Steve Zacks, Laver Cup CEO, says now was a good time to implement a true future-minded bid process. Early in the event’s history organizers were learning what made the experience special, but now they understand what makes a successful event. “The goal is to name these locations much further in advance than we did in the past and create more value and to be able to plan ahead,” he says. “It has worked out really well.”
MORE: Laver Cup Is Bringing Unique Brand Of Tennis To Boston
In total, Laver Cup received 60 bids for each of the two different geographies (Europe and the rest of the world).
Moving the rest of the world location out of the United States was also important. “Our plan always has been to take the event all over the world,” Zacks says. “The mission is to bring tennis to new places.”
But moving beyond the U.S. had to wait.

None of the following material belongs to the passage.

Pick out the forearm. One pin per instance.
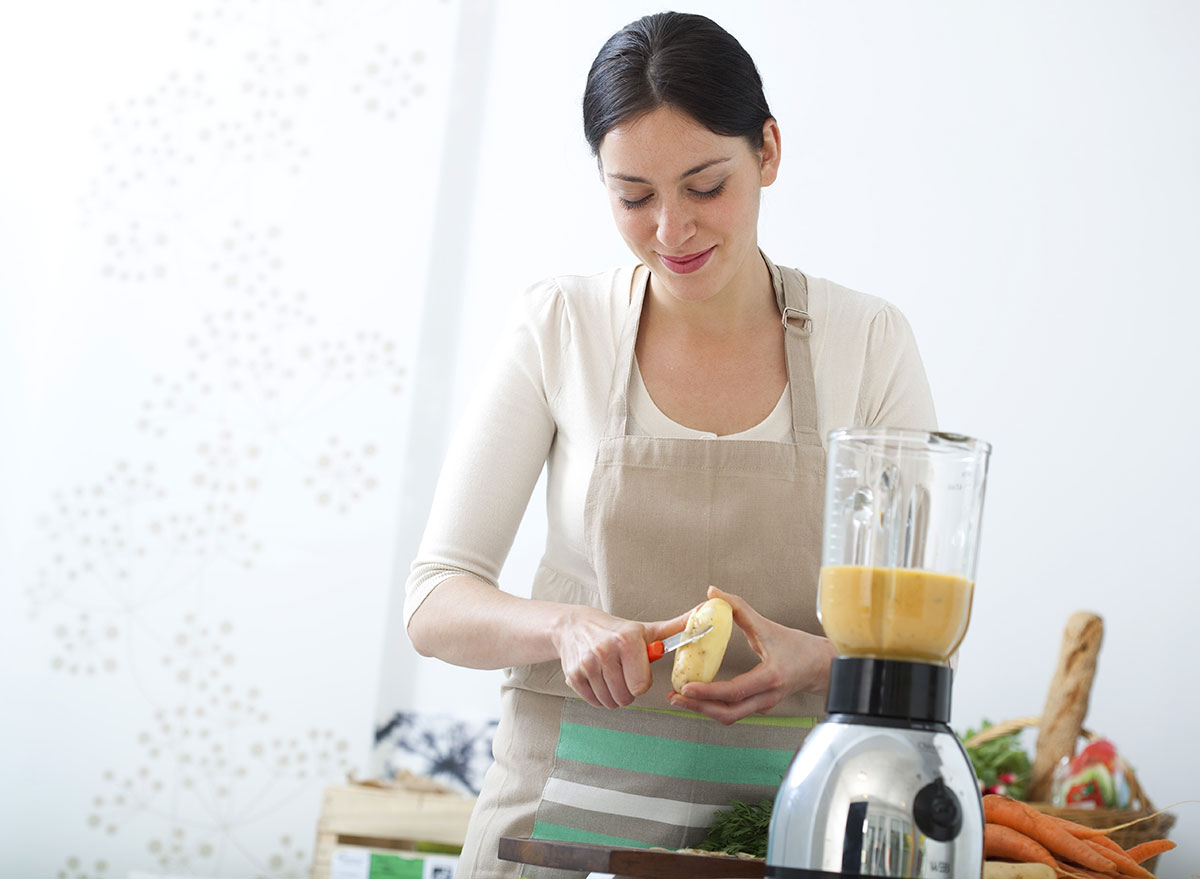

The 2018 bids for Chicago and Boston were just so strong, Laver Cup didn’t want to pass on the opportunity in both locations. And since both Chicago and Boston fit the mold of world-class cities without a strong current presence in tennis, organizers decided to host in the United States twice before moving beyond the country.
The Vancouver selection, though, signals that step away from the U.S. Along with a world-class arena to host an event—Rogers Arena plays host to major concerts and the NHL’s Canucks—Zacks says they look for a strong business center and a great travel destination. “Going to the Laver Cup isn’t just an experience about the tennis,’ he says. “Vancouver is a really incredible place and a place that a lot of fans may not necessarily have been to.” And with a strong history of world-level events—Vancouver hosted the 2010 Winter Olympics and the 2015 FIFA Women’s World Cup—the Laver Cup has great confidence and experienced partners.
Berlin has been on the Laver Cup map for years. Early in the event, Berlin showed interest, but with projects around Mercedes-Benz Arena, Zacks says they knew waiting for the opening of both a new plaza full of restaurants and shopping and a new music hall made the most sense. “It became clear that Berlin and that arena were going to be fabulous,” he says, “it just would be better to do it later.” Later is 2024.
As Laver Cup continues to evaluate host sites for 2025 and 2026 based on the bids already received, Zacks says the interplay between the event and sponsors is always a factor in deciding a new location. Laver Cup has long had top-level sponsorship from Rolex, Mercedes-Benz and Credit Suisse, but look to court local partners as a unique chance for them to connect with fans of the event, entertain clients and be part of something distinct.
“We’ve been able to have so many blue-chip companies being part of the event and that’s been wonderful,” Federer says. “And I think they’ve seen also the class of the quality of the event.”
By having a three-day tournament that can bring together much of the tennis world—and 12 of the top men’s players on the tour—offers a different feel than one of the sport’s four major tournaments. “I think it’s so highly concentrated that over three days you can really have the best time and see old friends,” Federer says. “And I think that’s also one thing we were really able to achieve.”
With Laver Cup 2022 set for London, already folks in Germany and Canada can get excited about the next stops for the tournament. “Canada has a lot of positives going for it in the sport of tennis,” Godsick says. ” We are excited to go into that market that has a pulse for tennis and has a lot of energy—that creates something wonderful.”
“It’s like an All-Star weekend, but with intensity,” Federer says. “Because once a tennis player shows up, he always wants to win.”